As the 34-year-old Smith embarks upon on another journey in his life, he's aiming to steer troubled youth to the right path, one he struggled to find earlier in life.
His father, Daryle, was a six-year NFL veteran who battled demons in his post-playing days and died when he was only 46.
Lee originally landed at Tennessee in college, but was kicked off the team after he was charged with a DUI. He moved on to Marshall, where he got into a fight with a teammate. By Blair's account, Smith's free fall was halted due to the presence of his wife and children.
Smith aspiration is to be the presence that helps other troubled youth headed in the wrong direction.
"Listen, man. I'm lucky to be alive," Smith said. "From the way I acted when I was 15 years old through 19, when I got kicked out of Tennessee -- I didn't have a Lee Smith. I had a dad who was an alcoholic, who beat me because he was having a bad day, or beat my little brothers. I was lucky to not end up in a ditch or dead. I didn't have any guidance. I hope I can give guidance to others.
"Look, man. Some kids hit mute on their own parents. I played 11 years in the NFL and might be someone they'll listen to when they're acting up. Boys are idiots at that age. I want to help them through it. These kids will be driving to the gym from my hometown, from the same neighborhoods that I grew up in, driving the same backroads I drove on. That definitely means something to me. Every time I talk to a high school coach or team from back home, I tell them I played on the same fields. If I would've had what I'm offering these kids, it would've changed my life."
Triple F, described as equal parts athletic performance center and sanctuary for troubled youth, will offer the platform for Smith to change lives as he moves on from his playing days.

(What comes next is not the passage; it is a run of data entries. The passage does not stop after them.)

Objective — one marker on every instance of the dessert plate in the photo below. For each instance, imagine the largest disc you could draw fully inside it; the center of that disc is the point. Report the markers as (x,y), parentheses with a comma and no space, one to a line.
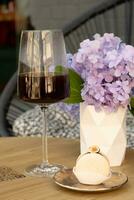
(65,178)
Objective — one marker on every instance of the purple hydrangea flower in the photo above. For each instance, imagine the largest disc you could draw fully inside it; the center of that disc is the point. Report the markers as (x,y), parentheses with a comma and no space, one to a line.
(107,66)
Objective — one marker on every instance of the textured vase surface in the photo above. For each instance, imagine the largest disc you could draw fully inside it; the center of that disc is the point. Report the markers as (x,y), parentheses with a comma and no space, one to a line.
(107,130)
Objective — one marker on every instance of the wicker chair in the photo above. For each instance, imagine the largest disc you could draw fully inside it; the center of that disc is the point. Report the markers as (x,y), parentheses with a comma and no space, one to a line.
(111,16)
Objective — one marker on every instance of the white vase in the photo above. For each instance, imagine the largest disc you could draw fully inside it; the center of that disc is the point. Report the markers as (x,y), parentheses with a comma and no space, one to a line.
(107,130)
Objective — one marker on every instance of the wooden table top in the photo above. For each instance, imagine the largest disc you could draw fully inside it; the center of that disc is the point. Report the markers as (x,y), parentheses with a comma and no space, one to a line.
(18,153)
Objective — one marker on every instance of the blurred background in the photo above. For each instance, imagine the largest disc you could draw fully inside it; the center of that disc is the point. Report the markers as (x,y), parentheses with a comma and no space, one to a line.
(79,19)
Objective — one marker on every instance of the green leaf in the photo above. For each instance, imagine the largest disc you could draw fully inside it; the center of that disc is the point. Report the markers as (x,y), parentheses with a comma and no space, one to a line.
(76,84)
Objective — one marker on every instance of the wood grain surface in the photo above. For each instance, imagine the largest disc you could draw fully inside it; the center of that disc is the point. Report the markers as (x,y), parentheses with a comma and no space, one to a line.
(18,153)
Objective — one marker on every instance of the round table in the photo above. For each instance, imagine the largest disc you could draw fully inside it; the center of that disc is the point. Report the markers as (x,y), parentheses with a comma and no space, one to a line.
(18,153)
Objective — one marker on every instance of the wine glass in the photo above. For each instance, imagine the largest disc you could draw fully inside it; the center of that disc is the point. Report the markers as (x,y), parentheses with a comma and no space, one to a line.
(42,80)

Over the course of his career, Smith played in 149 games with 79 starts, 73 receptions, 523 yards receiving and 11 touchdowns. Statistics weren't what Smith was about, though.
He was very much an old-school blocking tight end.
His 2021 campaign, his first and only with the Falcons, saw him tally nine receptions for 65 yards and a touchdown. That final touchdown came in Week 3 on a game-tying, 1-yard catch from Matt Ryan.
His final game will stand as the Falcons' 2021 finale, a loss against the rival Saints.
"Walking off the field [for the last time], I thought it was going to be bittersweet," Smith said. "It was just sweet."
Having played for three NFL teams, Smith has logged plenty of miles. Now, he's returning home, retiring from the NFL, but opening a new chapter in life in which he hopes his contributions will lead to success for others, very much like his role when he was a Bill, Raider and Falcon.